Il nous faut du temps certes, mais surtout du travail et notamment un travail collectif pour continuer à avancer dans l'exploration de la vie et l'œuvre de cet homme. Ça veut dire lire et relire tout ce qui a été écrit sur Bourguiba et espérer trouver de nouveaux documents, bien que je ne sois pas une fétichiste des sources. J'accorde beaucoup d'importance au regard, à la capacité de croiser les faits et à l'interprétation des détails. La qualité d'un historien transparaît aussi à travers ce qu'il convoque comme matériel conceptuel et son souci de tout analyser et de ne rien laisser de côté. Je suis ravie qu'il y ait actuellement deux livres en préparation sur Bourguiba, l'un en France et l'autre en Tunisie. Ces ouvrages nous permettront de tisser une connaissance plus approfondie et d'aller plus loin dans le débat sur ce personnage.
Beaucoup de biographies de Bourguiba ont été signées par des journalistes. Le « Combattant suprême » intéresse-t-il plus les journalistes que les historiens ?
Chacun son temps plutôt. En plus, un historien peut se brûler les ailes en prétendant s'attaquer à Bourguiba. D'ailleurs, mon entrée à moi à propos de ce sujet a été très prudente : j'ai commencé à le contourner par le biais d'Abdelaziz Thaâlbi, le fondateur du Vieux Destour, ancêtre du parti fondé par le jeune Bourguiba en 1934, puis analysé les biographies écrites sur Bourguiba, mais je n'ai pas travaillé directement sur lui. Bourguiba me fait peur parce qu'il me fascine ! Ma crainte à moi, qui fais partie de la génération des « filles de Bourguiba », vient de l'amour que je porte pour sa personne. Elle vient de ma subjectivité ! Revisiter ses correspondances et les sources le concernant serait pour moi comme me pencher sur la vie d'un membre de ma famille. Je préfère m'abstenir !
Qu'est-ce qui vous attache autant à Bourguiba ?
Son rapport à la femme. J'aime le fait que les femmes à ses yeux n'incarnent pas seulement un objet sexuel. Cette reconnaissance là a donné une respiration aux Tunisiennes, a ouvert un courant d'air bénéfique pour les femmes. Cette reconnaissance là continue à servir les Tunisiennes dans leur vie et leur évolution.
Pourquoi, à votre avis, des hommes politiques se raccrochent-ils à l'image de Bourguiba, l'instrumentalisant et la mimant parfois jusqu'à l'excès ?
Cette image a aidé Béji Caïd Essebsi à passer le cap des élections présidentielles pour arriver au pouvoir, aller plus loin serait, à mon avis, de l'ordre de l'aveuglement politique. Je pense qu'au moins 500 mille personnes sur le million et quelque de Tunisiens qui ont voté pour BCE l'ont fait en transférant la personnalité de Bourguiba sur lui. Parce qu'ils ont cru que c'était lui. Mais la tactique ne marche pas éternellement !

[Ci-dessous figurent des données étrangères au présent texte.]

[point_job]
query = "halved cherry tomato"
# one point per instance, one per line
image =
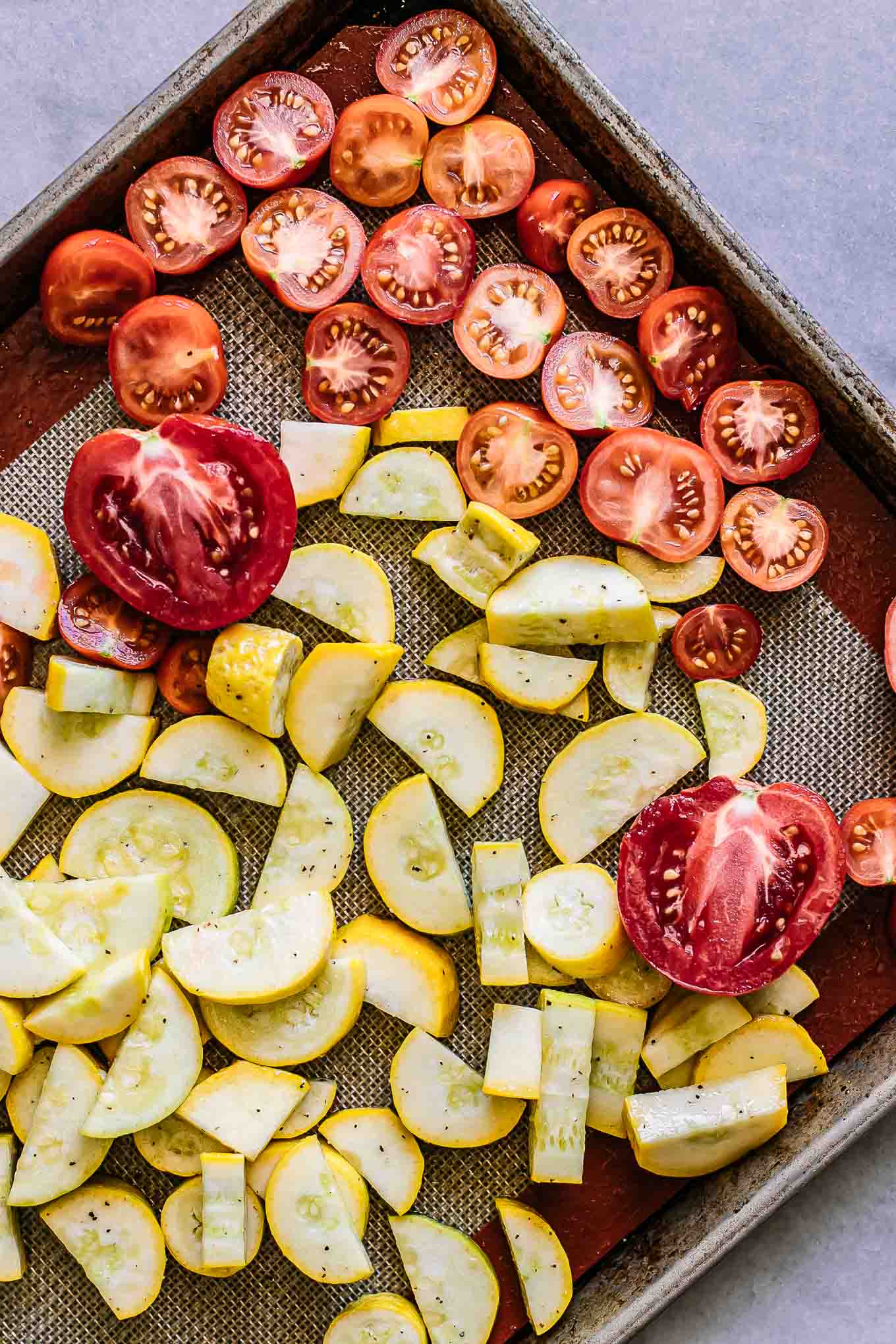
(165, 355)
(725, 886)
(184, 213)
(653, 491)
(720, 640)
(870, 837)
(690, 342)
(356, 364)
(16, 652)
(96, 623)
(547, 219)
(89, 281)
(773, 542)
(509, 320)
(442, 61)
(191, 523)
(760, 430)
(593, 383)
(304, 246)
(182, 674)
(481, 169)
(378, 150)
(623, 260)
(516, 459)
(418, 265)
(274, 129)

La bourguibomania qui s'est largement exprimée après la révolution s'explique-t-elle à votre avis par la nostalgie du leader perdu ?
Le phénomène trouve plutôt sa source dans la culpabilité des Tunisiens envers leur premier président de la République. Il ne faut pas oublier qu'ils l'avaient abandonné à son exil de treize ans dans sa résidence à Monastir, sous le régime de Ben Ali, de 1987 à l'année 2000, et qu'ils avaient accumulé une foule de frustrations suite à l'organisation de ses funérailles expéditives par Ben Ali le 8 avril 2000. Sa ré-émergence publique après 2011 fait partie de la déferlante du refoulé qui submerge le pays. Elle obéit aux mêmes excès émotionnels, qui nous ont secoués tous à la faveur de la révolution. La culpabilité envers ce père oublié est en train de s'éteindre petit à petit, parce que les Tunisiens ont eu le temps de faire le deuil de Bourguiba sept ans après.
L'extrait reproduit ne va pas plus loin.